We need, most of us, to plan more pleasures, especially more home pleasures. Busy men need them, weary, worried women need the, glad hearted children need them. There are amusements and relaxations which do not tarnish the soul’s purity or chill the ardor of devotion or break our fellowship with heaven, but which refine, exalt, purify, enlarge and enrich life.
Much harm has been done in the past by the indiscriminate condemnation of amusements, while nothing has been provided to take the place of those which are harmful. The absolute necessity of relaxation of some kind must be kept in mind. God has made us needing mirth. Amusement men will have; and in this, as in all other reforms, the truest and wisest method is not to condemn and cut off, leaving nothing, but to provide true pleasures and substitute them, and let these win hearts from the impure and the hurtful.
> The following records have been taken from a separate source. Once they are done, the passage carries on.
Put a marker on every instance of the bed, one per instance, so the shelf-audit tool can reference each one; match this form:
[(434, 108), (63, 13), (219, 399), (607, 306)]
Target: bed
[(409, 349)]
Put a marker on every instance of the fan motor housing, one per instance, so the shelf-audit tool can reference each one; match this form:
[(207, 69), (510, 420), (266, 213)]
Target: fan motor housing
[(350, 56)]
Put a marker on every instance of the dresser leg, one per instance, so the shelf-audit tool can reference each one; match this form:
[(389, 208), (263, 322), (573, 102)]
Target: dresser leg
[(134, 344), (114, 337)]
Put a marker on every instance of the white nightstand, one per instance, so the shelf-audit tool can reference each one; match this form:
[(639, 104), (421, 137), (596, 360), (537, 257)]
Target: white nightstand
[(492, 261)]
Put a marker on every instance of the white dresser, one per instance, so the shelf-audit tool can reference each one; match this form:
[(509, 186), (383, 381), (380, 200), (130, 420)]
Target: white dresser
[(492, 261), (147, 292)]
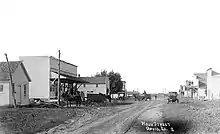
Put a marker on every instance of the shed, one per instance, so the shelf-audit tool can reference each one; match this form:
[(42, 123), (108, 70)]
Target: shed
[(21, 82)]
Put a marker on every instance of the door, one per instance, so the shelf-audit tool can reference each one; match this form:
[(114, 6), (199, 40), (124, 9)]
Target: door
[(18, 94)]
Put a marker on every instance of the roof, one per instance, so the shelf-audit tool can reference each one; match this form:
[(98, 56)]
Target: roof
[(70, 80), (4, 72), (202, 76), (95, 80), (63, 61), (132, 92)]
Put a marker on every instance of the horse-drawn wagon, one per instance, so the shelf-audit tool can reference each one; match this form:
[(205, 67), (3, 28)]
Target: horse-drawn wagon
[(172, 97)]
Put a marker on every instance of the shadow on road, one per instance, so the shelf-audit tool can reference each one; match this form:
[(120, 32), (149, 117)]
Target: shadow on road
[(179, 126)]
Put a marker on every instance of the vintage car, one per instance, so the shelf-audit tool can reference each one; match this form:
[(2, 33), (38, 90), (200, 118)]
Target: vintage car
[(172, 97)]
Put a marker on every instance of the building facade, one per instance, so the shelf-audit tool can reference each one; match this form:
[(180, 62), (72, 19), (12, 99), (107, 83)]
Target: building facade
[(96, 85), (213, 84), (20, 80), (44, 73)]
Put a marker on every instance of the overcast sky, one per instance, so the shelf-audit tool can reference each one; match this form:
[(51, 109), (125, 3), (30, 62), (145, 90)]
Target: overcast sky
[(152, 44)]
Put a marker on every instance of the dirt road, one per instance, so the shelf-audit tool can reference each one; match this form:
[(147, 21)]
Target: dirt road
[(117, 123)]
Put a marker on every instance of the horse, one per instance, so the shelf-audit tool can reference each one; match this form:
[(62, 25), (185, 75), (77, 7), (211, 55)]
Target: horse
[(70, 98)]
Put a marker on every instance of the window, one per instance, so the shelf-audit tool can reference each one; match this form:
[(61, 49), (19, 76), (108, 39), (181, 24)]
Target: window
[(1, 88), (25, 90)]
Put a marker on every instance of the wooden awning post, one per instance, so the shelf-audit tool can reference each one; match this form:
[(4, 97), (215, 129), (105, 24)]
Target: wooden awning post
[(11, 82)]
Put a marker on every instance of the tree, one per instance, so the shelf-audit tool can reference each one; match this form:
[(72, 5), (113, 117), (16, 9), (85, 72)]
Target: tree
[(116, 84)]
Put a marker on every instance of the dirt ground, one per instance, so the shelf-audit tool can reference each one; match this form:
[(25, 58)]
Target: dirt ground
[(188, 116), (33, 120)]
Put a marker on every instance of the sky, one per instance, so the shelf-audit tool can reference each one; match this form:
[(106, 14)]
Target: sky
[(153, 44)]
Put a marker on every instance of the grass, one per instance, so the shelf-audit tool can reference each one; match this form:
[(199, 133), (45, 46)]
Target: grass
[(32, 120)]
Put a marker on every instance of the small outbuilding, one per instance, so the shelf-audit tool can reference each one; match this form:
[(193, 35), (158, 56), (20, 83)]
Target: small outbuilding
[(21, 82)]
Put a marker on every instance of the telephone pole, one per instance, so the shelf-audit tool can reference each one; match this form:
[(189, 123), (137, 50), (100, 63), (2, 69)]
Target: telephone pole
[(59, 79), (11, 82)]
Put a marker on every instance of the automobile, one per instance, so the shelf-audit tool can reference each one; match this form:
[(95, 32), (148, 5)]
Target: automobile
[(147, 97), (172, 97)]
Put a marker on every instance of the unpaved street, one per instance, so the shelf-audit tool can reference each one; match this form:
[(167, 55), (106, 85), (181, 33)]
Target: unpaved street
[(117, 123), (149, 117)]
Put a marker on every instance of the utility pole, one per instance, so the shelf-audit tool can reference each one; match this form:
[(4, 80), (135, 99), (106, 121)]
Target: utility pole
[(11, 82), (59, 79)]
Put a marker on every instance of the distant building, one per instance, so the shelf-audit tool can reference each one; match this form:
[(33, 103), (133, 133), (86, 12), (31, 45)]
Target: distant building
[(200, 82), (124, 88), (213, 84), (96, 85), (21, 82)]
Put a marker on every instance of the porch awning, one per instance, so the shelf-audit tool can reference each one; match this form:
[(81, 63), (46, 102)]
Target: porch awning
[(70, 79)]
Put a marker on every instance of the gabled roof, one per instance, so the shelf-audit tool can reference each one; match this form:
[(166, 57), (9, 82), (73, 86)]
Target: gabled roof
[(4, 72), (201, 76), (95, 80)]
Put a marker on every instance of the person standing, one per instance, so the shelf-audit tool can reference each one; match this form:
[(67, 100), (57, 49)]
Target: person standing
[(78, 98)]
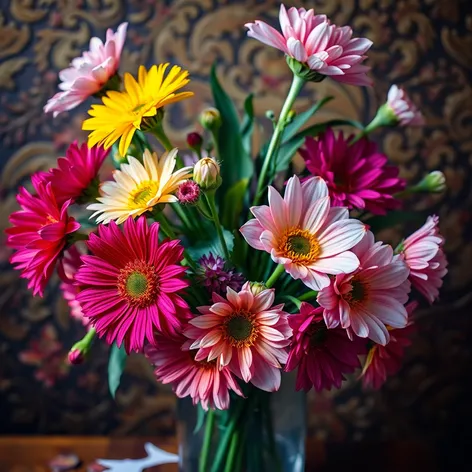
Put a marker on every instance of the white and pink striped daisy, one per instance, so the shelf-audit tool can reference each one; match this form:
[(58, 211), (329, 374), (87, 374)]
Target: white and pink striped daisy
[(302, 232), (244, 332), (313, 41), (372, 298)]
It was a maxim of Napoleon’s, “To replace is to conquer.” Let Christian parents and Christian people in a community provide healthful and profitable entertainments for the young, and these will gradually and insensibly uproot and replace those which are pernicious and injurious. There is no other true and effective way. This is as much the duty of Christian leaders as to preach sermons and conduct Sabbath schools. Otherwise, while one day’s religious services bring help and purity to the lives of the people and the children, six days’ worldly pleasures will more than undo all the good. Let Christian men and women quietly institute in every community such means of enjoyment as shall combine pleasure and profit, and thus the harmful shall be replaced.